Advances in Distributed Computing and Artificial Intelligence Journal
- Discipline: Artificial intelligence, distributed computing
- Language: English
- Edited by: Juan M. Corchado, Sigeru Omatu

Publication details
- History: 2012–present
- Publisher: Ediciones Universidad de Salamanca (Spain)
- Frequency: Continuous
- Open access: Yes
- License: CC BY
- Impact factor: 1.7 (2023)

Standard abbreviations
- ISO 4: Adv. Distrib. Comput. Artif. Intell. J.

Indexing
- ISSN: 2255-2863 (print) 2255-2863 (web)
- OCLC no.: 862779541

Links
- Journal homepage; Online access to volumes; Guidelines for authors;

= Advances in Distributed Computing and Artificial Intelligence Journal =

Advances in Distributed Computing and Artificial Intelligence Journal is a peer-reviewed scientific journal covering the fields of artificial intelligence and distributed computing and applying these techniques in areas like machine learning, electronic commerce, generative AI, the Internet of Things, smart grids, etc.
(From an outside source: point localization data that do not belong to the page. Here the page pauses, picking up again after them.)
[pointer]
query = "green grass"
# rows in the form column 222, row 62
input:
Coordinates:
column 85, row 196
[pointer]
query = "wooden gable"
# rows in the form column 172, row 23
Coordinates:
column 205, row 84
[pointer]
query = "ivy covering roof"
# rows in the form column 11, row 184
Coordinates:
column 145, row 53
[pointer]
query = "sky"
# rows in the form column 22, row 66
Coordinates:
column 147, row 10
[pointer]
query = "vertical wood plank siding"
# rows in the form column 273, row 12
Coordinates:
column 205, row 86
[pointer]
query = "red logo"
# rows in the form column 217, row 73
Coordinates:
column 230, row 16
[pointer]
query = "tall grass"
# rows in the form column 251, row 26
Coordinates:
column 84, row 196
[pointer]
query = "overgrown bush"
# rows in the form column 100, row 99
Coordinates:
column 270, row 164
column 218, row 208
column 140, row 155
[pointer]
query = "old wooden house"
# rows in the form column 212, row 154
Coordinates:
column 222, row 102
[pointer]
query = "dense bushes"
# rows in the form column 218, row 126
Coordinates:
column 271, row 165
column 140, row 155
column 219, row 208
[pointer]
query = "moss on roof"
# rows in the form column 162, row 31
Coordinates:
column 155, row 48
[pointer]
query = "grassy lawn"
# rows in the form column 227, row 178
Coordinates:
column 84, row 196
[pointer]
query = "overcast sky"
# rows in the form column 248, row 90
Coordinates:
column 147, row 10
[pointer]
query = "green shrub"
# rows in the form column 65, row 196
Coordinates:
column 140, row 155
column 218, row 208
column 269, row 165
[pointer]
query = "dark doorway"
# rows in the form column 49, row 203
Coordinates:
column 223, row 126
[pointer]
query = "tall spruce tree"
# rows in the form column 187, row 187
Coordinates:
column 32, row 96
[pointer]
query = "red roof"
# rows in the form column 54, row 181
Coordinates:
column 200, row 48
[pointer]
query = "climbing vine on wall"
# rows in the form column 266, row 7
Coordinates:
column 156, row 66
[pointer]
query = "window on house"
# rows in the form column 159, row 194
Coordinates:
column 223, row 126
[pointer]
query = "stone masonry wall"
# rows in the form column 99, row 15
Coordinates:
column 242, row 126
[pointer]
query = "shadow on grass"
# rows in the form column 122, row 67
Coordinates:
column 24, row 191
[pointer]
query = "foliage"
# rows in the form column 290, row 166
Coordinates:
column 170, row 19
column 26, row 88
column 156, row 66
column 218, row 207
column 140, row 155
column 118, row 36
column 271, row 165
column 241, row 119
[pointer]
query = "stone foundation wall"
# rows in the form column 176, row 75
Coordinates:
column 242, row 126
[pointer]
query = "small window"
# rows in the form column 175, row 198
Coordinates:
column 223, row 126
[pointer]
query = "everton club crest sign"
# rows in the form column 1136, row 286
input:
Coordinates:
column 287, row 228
The journal is published by the Ediciones Universidad de Salamanca, a subsidiary of the University of Salamanca and follows a diamond open access publishing model.

==History==
The journal was established in 2012 by the University of Salamanca. The frequency of issues was initially quarterly, but the journal changed to publication in continuous mode in 2023. The editors-in-chief are Juan M. Corchado (University of Salamanca) and Sigeru Omatu (Hiroshima University).

==Abstracting and indexing==
The journal is abstracted and indexed in:
- Directory of Open Access Journals
- ProQuest databases
- Sherpa ROMEO
- Emerging Sources Citation Index

According to the Journal Citation Reports, the journal has a 2023 impact factor of 1.7.